A smile crept across George W. Bush's lips
                  
as he talked about yet another set of executions.
                  
He looked positively delighted as he shared his
                  
good news with all of America: He will preside
                  
over the deaths of the white men who murdered James Byrd, a
                  
49-year-old black man, in 1998.
                  
"Guess what's going to happen to these men?" he grinned at the
                  
camera during last night's debate with Vice President Gore.
                  
"They're going to be put to death."
                  
Bush beamed in happiness. He was so enthusiastic at the prospect
                  
of new executions that he said he would execute all three of Byrd's killers.
Texas does not need anti-hate-crime laws, Bush said.
                  
"We cannot enhance the penalty any more
                  
than putting those three thugs to death," he said.
He grinned again.
                  
There is a problem here: Only two of Byrd's killers have been sentenced
to death.
                  
The third was sentenced to life in prison.
                  
Most of America supports the death penalty for murder, and so
                  
does Gore, and so do I. But that hangman's grin gives me the willies.
                  
It brings back Bush's mockery of killer Karla Faye Tucker, whose
                  
appeals for life he rejected and whom he mimicked as saying,
                  
"Please don't kill me," shortly before Texas executed her.
                  
Bush's death-penalty smirk marred a presidential debate that was
                  
about as combative as a game of pat-a-cake for most of its 90 minutes.
                  
Bush praised Clinton administration foreign policy decisions so much he
                  
remarked that his confrontation with Gore sounded like a lovefest.
                  
Gore, unveiling yet another personality to the voters, bent over
                  
backward not to seem either too aggressive or overly informed on
                  
public matters, lest he be seen as a pushy know-it-all.
                  
As he did in the first debate, Bush bristled, but could not refute, Gore's
                  
statistical accusations. This time, Gore attacked Texas for ranking last
and
                  
next to last in the country on two measures of health coverage.

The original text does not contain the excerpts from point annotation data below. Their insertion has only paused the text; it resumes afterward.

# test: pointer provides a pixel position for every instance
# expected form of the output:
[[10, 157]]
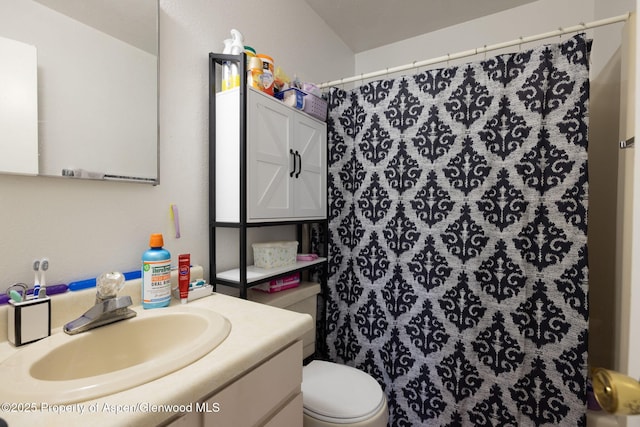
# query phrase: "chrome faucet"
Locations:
[[108, 307]]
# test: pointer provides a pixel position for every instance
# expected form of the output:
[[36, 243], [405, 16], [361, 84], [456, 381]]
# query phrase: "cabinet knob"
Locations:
[[299, 157], [294, 162]]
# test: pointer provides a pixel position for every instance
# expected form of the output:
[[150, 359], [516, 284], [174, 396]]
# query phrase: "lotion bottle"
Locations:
[[156, 274], [226, 66], [237, 47]]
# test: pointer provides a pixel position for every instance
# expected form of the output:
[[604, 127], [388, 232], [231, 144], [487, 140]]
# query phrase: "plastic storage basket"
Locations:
[[274, 254], [309, 103]]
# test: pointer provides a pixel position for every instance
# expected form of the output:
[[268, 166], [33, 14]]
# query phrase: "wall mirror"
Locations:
[[97, 77]]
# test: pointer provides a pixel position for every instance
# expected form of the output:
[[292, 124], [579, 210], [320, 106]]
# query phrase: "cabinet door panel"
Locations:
[[310, 186], [269, 160]]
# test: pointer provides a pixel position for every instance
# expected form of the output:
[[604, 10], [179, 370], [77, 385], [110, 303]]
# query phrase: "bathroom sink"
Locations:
[[112, 358]]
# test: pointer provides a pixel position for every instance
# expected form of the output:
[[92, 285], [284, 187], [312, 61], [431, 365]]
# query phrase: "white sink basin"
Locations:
[[112, 358]]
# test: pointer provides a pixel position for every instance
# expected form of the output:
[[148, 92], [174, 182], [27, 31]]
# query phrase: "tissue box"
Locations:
[[274, 254], [277, 285], [29, 320]]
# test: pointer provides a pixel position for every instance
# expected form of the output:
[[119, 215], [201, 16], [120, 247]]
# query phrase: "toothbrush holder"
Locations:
[[29, 320]]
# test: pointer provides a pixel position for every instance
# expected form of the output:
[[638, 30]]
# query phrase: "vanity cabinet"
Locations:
[[268, 167], [269, 395]]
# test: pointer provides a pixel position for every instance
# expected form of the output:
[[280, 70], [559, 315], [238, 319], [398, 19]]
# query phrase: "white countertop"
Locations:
[[257, 332]]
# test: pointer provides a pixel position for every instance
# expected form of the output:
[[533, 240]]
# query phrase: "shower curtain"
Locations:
[[457, 239]]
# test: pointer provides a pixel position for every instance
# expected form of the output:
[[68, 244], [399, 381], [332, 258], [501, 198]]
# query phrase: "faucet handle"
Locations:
[[108, 284]]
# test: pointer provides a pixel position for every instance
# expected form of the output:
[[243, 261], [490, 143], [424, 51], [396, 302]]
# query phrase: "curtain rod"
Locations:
[[486, 48]]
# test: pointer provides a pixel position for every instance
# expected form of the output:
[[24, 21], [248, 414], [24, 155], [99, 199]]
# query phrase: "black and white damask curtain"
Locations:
[[457, 239]]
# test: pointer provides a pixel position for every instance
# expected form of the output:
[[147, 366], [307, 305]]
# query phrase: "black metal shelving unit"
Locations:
[[216, 62]]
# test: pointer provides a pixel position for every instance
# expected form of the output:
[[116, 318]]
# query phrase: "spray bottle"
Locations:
[[226, 66], [237, 47]]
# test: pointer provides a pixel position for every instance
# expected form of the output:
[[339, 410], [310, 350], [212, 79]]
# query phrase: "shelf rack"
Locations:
[[245, 276]]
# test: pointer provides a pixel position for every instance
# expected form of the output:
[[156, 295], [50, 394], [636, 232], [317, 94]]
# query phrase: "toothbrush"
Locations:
[[36, 283], [44, 266]]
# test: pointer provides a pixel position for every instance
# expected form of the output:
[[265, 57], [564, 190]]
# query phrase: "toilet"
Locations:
[[332, 394], [339, 395]]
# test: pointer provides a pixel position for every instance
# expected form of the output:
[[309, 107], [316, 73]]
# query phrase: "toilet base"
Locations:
[[379, 419]]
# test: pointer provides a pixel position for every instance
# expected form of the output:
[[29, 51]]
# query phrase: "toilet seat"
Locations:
[[339, 394]]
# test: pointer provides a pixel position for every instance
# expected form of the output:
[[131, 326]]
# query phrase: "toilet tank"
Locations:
[[303, 299]]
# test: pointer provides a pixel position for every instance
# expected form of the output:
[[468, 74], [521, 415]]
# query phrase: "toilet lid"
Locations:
[[337, 392]]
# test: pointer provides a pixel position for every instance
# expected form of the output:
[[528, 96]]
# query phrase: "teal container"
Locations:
[[156, 274]]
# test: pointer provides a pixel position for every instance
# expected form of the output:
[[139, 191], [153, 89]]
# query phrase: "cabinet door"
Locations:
[[310, 185], [269, 161]]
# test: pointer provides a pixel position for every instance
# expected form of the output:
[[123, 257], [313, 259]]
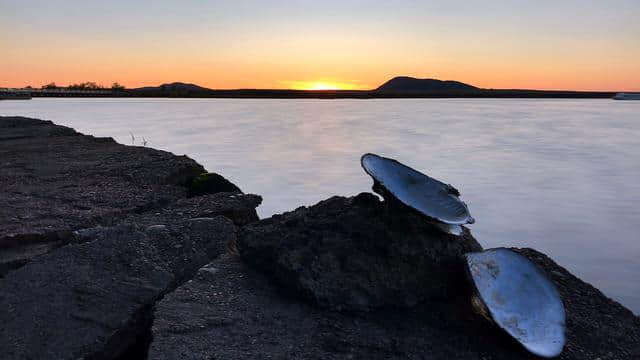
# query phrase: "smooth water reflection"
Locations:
[[560, 176]]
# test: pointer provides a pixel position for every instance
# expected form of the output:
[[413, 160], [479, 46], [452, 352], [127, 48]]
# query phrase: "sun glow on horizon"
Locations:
[[323, 85]]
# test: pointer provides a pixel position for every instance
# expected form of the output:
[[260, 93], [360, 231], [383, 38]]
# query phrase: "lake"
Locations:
[[561, 176]]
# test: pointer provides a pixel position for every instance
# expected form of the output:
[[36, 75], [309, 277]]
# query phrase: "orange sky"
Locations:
[[301, 44]]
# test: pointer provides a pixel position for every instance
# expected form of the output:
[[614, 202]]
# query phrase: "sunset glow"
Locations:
[[323, 85], [348, 45]]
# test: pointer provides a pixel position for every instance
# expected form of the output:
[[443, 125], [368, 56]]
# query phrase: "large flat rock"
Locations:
[[53, 178], [230, 311], [358, 254], [94, 299]]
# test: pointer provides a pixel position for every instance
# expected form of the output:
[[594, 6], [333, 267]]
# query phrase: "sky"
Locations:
[[346, 44]]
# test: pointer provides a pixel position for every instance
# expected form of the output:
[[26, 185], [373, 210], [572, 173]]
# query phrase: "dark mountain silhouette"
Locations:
[[175, 87], [409, 84], [398, 87]]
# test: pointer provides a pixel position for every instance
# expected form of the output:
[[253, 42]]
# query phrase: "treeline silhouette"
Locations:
[[89, 85]]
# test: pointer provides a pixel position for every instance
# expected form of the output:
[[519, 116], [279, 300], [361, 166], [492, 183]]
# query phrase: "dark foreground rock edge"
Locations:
[[128, 237], [94, 233], [54, 180], [232, 311]]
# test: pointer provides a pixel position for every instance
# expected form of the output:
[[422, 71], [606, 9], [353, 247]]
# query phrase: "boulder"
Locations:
[[358, 254], [232, 311], [54, 180], [94, 299]]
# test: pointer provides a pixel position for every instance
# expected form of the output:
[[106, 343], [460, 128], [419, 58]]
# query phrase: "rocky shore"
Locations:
[[118, 252]]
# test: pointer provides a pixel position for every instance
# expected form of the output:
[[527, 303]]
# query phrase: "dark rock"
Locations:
[[240, 208], [95, 299], [54, 180], [358, 254], [230, 311], [210, 183]]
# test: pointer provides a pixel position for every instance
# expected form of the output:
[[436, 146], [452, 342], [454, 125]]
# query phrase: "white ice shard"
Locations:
[[519, 297], [427, 195]]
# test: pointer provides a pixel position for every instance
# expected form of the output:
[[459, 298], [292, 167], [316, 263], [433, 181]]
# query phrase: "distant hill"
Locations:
[[409, 84], [175, 87]]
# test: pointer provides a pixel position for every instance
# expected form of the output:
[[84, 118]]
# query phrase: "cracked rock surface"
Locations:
[[231, 311], [93, 300], [358, 254], [54, 180]]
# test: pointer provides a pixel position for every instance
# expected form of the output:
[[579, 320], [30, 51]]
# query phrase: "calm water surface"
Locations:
[[561, 176]]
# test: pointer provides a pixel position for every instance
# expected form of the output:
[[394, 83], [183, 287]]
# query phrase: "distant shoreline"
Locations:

Bush took the criticism personally.
                  
"If he's trying to allege that I'm hardhearted ... he's absolutely
                  
wrong," Bush said. But he couldn't deny the numbers: 1.4 million
                  
Texas children without health insurance.
                  
The two candidates went into the debate dead even in most polls, though
                  
Gore has not lost ground in the key battleground states of the Middle West.
                  
Though he appeared to have won his first debate with Bush, the verdict
turned
                  
out to be illusory: During the past week, Gore's superior command of the
facts
                  
in that contest was forgotten as focus shifted to his sighing and childish
                  
eye-rolling at Bush's statements.
                  
Gore was on his best behavior last night. He looked both solid and
                  
knowledgeable and made none of the body-language mistakes that
                  
cost him victory in the first outing.
                  
Bush, too, was error-free — except for that eerie smile when he
                  
talked about the executions.
                  
Such morbid mirth may not hurt him with most of America. But
                  
even supporters of the death penalty are probably scratching their
                  
heads, wondering if Bush really enjoys putting people to death.
                  
He certainly seemed delighted with death last night.